Bce chiede allegerimento norme su dividendi per banche in perdita

venerdì 19 febbraio 2016 16:34
 

FRANCOFORTE/LONDRA, 19 febbraio (Reuters) - La Banca centrale europea chiede un allegerimento delle regole Ue che impongono restrizioni alle banche nel pagamento di dividendi e bonus in caso di perdite che appesantiscono i coefficienti di capitale sotto i livelli minimi regolamentari.

Lo ha detto Korbinian Ibel, uno dei direttori generali del meccanismo unico di supervisione delle Bce in merito alle norme europee che impediscono di fatto agli istituti di distribuire dividendi e bonus se i livelli di patrimonializzazione scendono, per effetto di risultati negativi, sotto determinate soglie stabilite dalla vigilanza (combined buffer requirement).

Questa regola penalizzerebbe ingiustamente una banca se, per esempio, la perdita emergesse verso la fine dell'esercizio senza avere quindi il tempo per raccogliere capitali freschi, ha spiegato Ibel ai giornalisti nel corso di un briefing delle Bce sugli Srep.
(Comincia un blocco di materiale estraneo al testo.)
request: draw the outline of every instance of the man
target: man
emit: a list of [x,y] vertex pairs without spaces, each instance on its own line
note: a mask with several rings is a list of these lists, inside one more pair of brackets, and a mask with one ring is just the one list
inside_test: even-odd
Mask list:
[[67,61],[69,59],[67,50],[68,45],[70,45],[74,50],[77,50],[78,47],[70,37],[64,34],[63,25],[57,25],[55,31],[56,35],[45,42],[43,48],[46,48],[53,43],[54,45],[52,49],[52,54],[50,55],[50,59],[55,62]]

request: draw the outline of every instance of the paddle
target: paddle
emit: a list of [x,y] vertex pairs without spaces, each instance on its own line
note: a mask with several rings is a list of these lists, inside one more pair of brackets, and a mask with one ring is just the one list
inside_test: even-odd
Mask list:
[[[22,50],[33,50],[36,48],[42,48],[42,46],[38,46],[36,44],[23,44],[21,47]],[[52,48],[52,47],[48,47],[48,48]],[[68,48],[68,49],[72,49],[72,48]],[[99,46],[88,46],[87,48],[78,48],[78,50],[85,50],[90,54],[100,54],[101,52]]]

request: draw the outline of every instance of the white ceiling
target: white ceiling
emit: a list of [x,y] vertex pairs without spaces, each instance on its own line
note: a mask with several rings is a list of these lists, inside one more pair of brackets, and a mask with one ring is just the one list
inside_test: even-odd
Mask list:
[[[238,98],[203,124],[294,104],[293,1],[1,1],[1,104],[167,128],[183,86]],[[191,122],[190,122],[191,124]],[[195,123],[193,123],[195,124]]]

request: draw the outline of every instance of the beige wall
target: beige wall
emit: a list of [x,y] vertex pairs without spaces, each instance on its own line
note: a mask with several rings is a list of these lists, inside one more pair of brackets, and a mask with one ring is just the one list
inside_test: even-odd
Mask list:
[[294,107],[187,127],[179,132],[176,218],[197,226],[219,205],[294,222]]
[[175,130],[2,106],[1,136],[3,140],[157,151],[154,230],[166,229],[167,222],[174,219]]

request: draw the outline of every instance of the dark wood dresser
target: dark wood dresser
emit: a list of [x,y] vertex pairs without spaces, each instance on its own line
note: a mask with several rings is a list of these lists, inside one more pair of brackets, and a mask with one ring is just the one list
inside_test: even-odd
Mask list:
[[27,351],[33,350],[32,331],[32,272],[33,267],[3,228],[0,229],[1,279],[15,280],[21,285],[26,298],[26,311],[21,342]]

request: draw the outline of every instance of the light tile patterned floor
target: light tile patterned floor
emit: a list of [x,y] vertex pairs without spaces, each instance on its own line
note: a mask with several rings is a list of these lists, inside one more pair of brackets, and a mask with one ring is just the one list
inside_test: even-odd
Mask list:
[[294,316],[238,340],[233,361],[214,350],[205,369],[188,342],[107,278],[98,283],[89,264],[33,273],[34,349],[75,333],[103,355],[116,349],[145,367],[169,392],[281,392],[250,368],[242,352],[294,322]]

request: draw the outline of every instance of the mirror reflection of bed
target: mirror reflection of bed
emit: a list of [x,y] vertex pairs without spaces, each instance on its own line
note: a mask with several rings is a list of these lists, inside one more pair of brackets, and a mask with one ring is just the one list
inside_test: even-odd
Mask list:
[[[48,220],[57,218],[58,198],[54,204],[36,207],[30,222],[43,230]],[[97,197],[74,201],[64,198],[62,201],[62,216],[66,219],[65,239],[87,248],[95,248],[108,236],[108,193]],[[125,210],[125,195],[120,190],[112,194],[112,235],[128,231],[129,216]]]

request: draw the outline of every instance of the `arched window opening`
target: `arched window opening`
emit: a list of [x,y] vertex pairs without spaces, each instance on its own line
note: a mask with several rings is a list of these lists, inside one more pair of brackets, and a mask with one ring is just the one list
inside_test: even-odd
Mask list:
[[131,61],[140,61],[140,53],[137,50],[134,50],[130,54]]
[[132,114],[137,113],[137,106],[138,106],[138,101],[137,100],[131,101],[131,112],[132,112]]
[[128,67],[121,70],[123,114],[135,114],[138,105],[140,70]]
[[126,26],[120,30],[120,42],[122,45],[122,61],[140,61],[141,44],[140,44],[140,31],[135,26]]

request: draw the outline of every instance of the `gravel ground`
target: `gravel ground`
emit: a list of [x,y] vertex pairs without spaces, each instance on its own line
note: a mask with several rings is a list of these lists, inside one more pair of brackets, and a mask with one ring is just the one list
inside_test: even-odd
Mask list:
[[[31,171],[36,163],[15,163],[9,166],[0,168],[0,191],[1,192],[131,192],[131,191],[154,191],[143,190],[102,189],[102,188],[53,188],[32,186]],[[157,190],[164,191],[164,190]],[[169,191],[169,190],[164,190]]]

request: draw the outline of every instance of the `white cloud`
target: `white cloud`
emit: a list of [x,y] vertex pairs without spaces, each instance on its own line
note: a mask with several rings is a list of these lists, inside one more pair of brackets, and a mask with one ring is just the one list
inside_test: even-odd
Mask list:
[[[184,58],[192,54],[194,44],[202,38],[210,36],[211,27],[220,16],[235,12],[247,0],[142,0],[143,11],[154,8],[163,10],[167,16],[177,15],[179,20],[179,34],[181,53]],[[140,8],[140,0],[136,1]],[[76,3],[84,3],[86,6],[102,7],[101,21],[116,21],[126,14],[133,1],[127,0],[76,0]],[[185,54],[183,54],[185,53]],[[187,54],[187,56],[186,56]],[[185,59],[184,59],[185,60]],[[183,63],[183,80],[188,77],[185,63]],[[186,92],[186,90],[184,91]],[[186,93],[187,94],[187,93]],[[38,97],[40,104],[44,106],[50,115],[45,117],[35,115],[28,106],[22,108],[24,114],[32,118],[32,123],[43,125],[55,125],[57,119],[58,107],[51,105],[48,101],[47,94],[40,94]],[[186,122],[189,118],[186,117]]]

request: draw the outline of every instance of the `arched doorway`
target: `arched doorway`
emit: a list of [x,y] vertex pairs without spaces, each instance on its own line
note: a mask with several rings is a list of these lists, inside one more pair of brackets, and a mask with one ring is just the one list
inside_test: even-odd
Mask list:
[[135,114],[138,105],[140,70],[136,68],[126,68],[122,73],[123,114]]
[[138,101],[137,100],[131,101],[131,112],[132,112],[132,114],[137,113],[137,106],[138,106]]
"Questo automatismo può portare le banche a situazioni molto spiacevoli forse non tanto per colpa loro e non hanno la possibilità di uscirne", ha detto Ibel.

"C'è bisogno di un cambiamento ... in modo tale che una cosa del genere non succeda in futuro", aggiunge.

Tornando agli Srep, la Bce ha richiesto alle 129 banche sotto la sua supervisione di mantere un coefficiente CET1 in media al 9,9% per quest'anno, ben sotto il livello mediamente raggiunto dalle banche a fine settembre, pari al 13%.

Tuttavia cinque banche non hanno raggiunto il target minimo fissato dalla Vigilanza, tra cui Veneto Banca e Pop Vicenza, e una lo ha superato per un soffio.

Se una banca non riesce a soddisfare i requisiti prudenziali, noti come Pillar 2,la Bce può intervenire attraverso diversi strumenti che vanno dalla restrizione sulle remunerazioni consentite in termini di bonus, dividendi e cedole fino al ritiro della licenza bancaria.